Perhaps a valid point?

iangrant

Well-Known Member
Joined
16 May 2001
Messages
3,272
Location
By the Sea
Visit site
A friend and me are off across the channel with our eldest daughters - our two wives following on the ferry with our youngest to meet up in Guernsey.
The other eveing my wife came down to the boat. (After recovering items I have smuggled out of the house for the last nine months) She bashed her ankle on one of the securing points in the cockpit.

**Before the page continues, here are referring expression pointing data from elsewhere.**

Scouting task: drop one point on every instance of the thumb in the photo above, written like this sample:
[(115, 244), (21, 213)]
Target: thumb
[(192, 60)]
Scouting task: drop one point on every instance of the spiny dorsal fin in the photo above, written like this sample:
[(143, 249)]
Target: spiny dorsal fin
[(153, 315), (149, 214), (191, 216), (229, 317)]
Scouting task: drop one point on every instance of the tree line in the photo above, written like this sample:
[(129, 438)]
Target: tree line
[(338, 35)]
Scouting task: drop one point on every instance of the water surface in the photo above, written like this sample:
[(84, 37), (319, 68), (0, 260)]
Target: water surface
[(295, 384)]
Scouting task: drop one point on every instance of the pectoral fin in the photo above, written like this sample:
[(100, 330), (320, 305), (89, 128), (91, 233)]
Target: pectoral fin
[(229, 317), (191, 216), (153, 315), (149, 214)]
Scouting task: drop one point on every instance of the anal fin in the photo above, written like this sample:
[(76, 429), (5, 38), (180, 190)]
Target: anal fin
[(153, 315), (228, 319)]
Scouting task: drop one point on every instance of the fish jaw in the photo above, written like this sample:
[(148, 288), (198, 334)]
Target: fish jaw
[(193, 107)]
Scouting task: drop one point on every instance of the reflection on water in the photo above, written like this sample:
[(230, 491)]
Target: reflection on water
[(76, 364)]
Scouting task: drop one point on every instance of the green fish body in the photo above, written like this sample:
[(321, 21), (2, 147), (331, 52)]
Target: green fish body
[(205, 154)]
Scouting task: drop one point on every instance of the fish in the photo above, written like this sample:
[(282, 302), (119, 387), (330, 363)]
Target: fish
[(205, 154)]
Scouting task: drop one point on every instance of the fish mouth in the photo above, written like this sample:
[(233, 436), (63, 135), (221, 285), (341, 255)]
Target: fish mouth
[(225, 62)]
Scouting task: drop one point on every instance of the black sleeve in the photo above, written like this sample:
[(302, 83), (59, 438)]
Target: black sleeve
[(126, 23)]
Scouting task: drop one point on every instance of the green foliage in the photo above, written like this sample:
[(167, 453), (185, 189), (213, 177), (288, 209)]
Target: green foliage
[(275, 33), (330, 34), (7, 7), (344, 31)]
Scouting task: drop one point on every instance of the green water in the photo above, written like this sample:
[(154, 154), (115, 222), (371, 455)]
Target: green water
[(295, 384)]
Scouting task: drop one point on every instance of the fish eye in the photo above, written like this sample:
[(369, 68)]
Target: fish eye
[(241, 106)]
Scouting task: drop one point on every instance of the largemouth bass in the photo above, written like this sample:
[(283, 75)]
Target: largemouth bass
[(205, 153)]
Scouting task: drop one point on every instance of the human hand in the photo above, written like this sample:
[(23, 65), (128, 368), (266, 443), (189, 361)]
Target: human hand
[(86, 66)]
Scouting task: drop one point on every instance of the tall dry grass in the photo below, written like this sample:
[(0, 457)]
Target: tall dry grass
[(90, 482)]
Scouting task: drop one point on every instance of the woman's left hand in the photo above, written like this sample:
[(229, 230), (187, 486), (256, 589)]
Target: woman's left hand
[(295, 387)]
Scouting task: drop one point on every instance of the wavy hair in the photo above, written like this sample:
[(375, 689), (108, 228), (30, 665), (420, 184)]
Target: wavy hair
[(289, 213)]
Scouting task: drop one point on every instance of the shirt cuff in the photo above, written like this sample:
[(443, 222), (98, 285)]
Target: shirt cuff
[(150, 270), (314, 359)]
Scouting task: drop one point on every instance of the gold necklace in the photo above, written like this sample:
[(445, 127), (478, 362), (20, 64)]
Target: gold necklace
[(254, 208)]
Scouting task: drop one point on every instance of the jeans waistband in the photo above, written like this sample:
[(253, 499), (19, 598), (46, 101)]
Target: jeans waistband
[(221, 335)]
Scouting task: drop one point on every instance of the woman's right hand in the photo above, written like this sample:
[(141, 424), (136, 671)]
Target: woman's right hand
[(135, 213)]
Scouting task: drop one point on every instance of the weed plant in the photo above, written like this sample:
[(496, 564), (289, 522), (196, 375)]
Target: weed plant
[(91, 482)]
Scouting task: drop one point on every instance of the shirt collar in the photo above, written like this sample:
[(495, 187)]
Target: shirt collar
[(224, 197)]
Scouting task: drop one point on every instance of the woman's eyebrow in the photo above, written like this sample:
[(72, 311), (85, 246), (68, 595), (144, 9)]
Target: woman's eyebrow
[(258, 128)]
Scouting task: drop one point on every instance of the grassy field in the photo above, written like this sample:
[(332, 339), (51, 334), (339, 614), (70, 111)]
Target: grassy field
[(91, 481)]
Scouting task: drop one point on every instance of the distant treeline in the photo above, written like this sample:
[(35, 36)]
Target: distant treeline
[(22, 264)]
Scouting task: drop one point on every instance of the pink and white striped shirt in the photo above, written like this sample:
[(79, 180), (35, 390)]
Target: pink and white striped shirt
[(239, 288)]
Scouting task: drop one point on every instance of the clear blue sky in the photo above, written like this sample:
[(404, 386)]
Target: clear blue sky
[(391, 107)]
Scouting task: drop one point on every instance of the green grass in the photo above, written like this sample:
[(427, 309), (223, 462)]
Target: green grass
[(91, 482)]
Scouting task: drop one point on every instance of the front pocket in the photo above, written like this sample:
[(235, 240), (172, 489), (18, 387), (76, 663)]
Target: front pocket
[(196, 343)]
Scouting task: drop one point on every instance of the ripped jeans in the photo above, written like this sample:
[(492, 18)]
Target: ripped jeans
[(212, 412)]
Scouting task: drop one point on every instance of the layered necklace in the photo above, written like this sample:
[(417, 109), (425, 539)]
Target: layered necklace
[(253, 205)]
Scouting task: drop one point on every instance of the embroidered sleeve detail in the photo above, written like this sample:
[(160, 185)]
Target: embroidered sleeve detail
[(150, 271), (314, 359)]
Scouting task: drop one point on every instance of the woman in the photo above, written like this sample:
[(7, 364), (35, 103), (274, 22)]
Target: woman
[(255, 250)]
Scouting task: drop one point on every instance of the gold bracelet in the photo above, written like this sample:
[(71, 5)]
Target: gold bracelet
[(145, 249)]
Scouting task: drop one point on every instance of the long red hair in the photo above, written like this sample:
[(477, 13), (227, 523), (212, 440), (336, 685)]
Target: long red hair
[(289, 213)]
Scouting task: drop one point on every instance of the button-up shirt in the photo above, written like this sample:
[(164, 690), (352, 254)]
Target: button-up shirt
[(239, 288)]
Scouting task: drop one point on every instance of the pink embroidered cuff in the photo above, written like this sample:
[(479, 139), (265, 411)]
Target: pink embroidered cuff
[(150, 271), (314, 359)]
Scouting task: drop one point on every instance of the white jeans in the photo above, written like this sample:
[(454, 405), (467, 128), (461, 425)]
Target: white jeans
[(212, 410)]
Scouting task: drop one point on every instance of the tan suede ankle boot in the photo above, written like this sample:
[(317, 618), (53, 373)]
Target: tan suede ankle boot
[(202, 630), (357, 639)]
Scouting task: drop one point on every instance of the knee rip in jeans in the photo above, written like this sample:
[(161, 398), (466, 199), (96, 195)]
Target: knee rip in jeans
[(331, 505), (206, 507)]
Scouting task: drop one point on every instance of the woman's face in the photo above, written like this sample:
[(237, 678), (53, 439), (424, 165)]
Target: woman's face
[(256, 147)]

I said "oh yes that's where we will all be clipped on once we get out of the harbour", I got a reply - "oh, so if she sinks you'll all get dragged down" - Answer that!

Ian
 
Probabilities...

You are much more likely to be thrown about possibly overboard than the boat sink quickly enough for you not to be able to open your Gibb Hook, innit?

Steve Cronin
 
Re: Probabilities...

Of course you are right Steve, any risk assesment would favour being clipped on - it just got me thinking, run down by a container ship/fast ferry, just how long would one get to unclip, grab the bag, radio the mayday, deploy the liferaft, get the children in it etc......

Ian
 
You've obviously got the same sort of wife as me, a born pessimist! :-) However this is always an argument bout what you should or should not do in fog. Personally I clip on, but I always carry a sharp knife in my pocket so that if the clip gets stuck, bent, out of reach etc I can cut the line.

Jim
 
I guess they do have a point - having seen over the years on various boats, things can and do go wrong, a wife's perception of just how wrong or dangerous is sometimes different to ours.
Like a nutter, I had to offer a demonstration - "just look at how easy it is to unfurl the mainsail, I don't have to leave the cockpit". I should have bloody well known better, would the sodding thing come out, you bet it wouldn't.

Ian
 
Normally its not the adults we're really concerned about, they can look after themselves, its the kiddies!